Anne was prepared to walk to the scaffold at 9 am that morning, but was continually made to wait in a situation akin to the pilot telling you every half hour you’ll be taking off in another half hour. After three hours she was told her death had been officially pushed until the next day.
After yet another evening of preparing to die, Anne was escorted from her room at 9 am the morning of May 19. According to some reports from eyewitnesses, Anne wore a simple back gown and a short cloak trimmed in ermine – if true, the last bit is significant, indicating she chose to emphasize her status as queen during her execution. A crowd between one and two thousand people had gathered to watch – in order to control the size, Cromwell had mandated that the gates to the Tower be left open, but the time not be announced. In the crowd was Charles Brandon, Duke of Suffolk (Henry’s brother-in-law and one of his oldest friends); Henry Fitzroy, Duke of Richmond (Henry’s illegitimate son via a former mistress); and Thomas Howard, Duke of Norfolk (Anne’s maternal uncle).
The scaffold was draped in black cloth and surrounded by straw to soak up the blood, which was a fairly standard set up. Less standard was that there was no block on which Anne could lay her head. This was because Henry had imported a French swordsman to carry out the execution based on the belief that it was a faster and less painful to die by sword than axe.
Anne was described as comporting herself well, with dignity and grace – so much so that she garnered begrudging compliments even from her opponents. She gave the below speech to the crowds:
“Good Christian people, I am come hither to die, according to law, for by the law I am judged to die, and therefore I will speak nothing against it. I come here only to die, and thus to yield myself humbly to the will of the King, my lord.
“And if, in my life, I did ever offend the King’s Grace, surely with my death I do now atone. I come hither to accuse no man, nor to speak anything of that whereof I am accused, as I know full well that aught I say in my defence doth not appertain to you.

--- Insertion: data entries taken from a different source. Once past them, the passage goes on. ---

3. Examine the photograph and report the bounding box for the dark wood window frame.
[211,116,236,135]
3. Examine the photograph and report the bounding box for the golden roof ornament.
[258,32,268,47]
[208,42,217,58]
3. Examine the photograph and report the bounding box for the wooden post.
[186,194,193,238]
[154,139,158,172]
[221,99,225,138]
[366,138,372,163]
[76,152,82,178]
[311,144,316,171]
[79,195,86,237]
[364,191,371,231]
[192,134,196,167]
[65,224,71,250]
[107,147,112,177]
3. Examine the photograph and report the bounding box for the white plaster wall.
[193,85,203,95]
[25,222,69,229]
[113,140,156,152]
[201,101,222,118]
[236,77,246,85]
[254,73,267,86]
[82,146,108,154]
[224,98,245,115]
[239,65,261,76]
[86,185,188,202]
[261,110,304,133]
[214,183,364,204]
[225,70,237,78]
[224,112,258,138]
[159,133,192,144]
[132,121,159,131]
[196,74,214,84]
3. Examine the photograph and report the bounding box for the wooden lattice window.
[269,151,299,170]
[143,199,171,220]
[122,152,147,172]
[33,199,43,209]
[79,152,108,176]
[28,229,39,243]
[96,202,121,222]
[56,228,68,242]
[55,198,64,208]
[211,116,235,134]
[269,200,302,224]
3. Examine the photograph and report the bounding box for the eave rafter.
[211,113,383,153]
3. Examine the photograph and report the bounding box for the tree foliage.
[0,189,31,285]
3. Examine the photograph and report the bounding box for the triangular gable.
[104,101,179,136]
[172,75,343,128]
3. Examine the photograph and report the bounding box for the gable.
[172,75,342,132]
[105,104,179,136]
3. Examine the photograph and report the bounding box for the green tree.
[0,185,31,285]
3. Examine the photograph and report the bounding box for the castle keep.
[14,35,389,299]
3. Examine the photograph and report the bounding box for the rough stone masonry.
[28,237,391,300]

“I pray and beseech you all, good friends, to pray for the life of the King, my sovereign lord and yours, who is one of the best princes on the face of the earth, who has always treated me so well that better could not be, wherefore I submit to death with good will, humbly asking pardon of all the world. If any person will meddle with my cause, I require them to judge the best.

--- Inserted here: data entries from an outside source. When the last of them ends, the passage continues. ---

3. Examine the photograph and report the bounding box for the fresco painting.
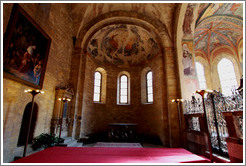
[183,3,195,35]
[87,24,160,65]
[198,3,243,22]
[194,8,243,59]
[182,41,195,76]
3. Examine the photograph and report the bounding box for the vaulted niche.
[87,24,160,67]
[82,24,168,145]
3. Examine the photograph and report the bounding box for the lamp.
[58,97,71,139]
[23,89,44,157]
[196,89,213,162]
[172,99,184,145]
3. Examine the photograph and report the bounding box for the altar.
[108,123,137,142]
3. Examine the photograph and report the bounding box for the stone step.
[63,137,83,147]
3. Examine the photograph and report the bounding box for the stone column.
[164,47,183,147]
[68,47,86,139]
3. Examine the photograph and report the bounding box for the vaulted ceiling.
[194,3,243,61]
[71,3,177,66]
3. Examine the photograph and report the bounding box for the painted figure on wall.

“Thus I take my leave of the world, and of you, and I heartily desire you all to pray for me. Oh, Lord, have mercy on me! To God I commend my soul.”
After that, her ladies removed her cloak and prepared her to die. She knelt, by some reports appearing “dazed” and by others fearful. She continued to repeat, “O Christ, receive my spirit,” as she waited. The executioner had hidden his sword underneath hay, distracted her and then swiftly decapitated her in one blow.
Her head was covered with a handkerchief and cannons fired from the Tower to signify her death. The noise could be heard throughout London and it was the sound Henry had been waiting for – the final sign that he was free.
Incredibly, burial preparations hadn’t been made and Anne’s body was left on the scaffold for hours before a simple wooden coffin was procured. Her ladies wrapped her head and body in white linens and she was finally laid to rest in an unmarked grave within the Tower grounds.
Centuries later, when renovations were underway during the reign of Queen Victoria, her grave was discovered by workers and is now honored with a plaque.
Within 24 hours Henry and Jane were betrothed. Eighteen months later she would die delivering Henry his longed-for son, while in 1558, Anne’s daughter, Elizabeth, would ascend the English throne and have one of the most successful reigns in European history.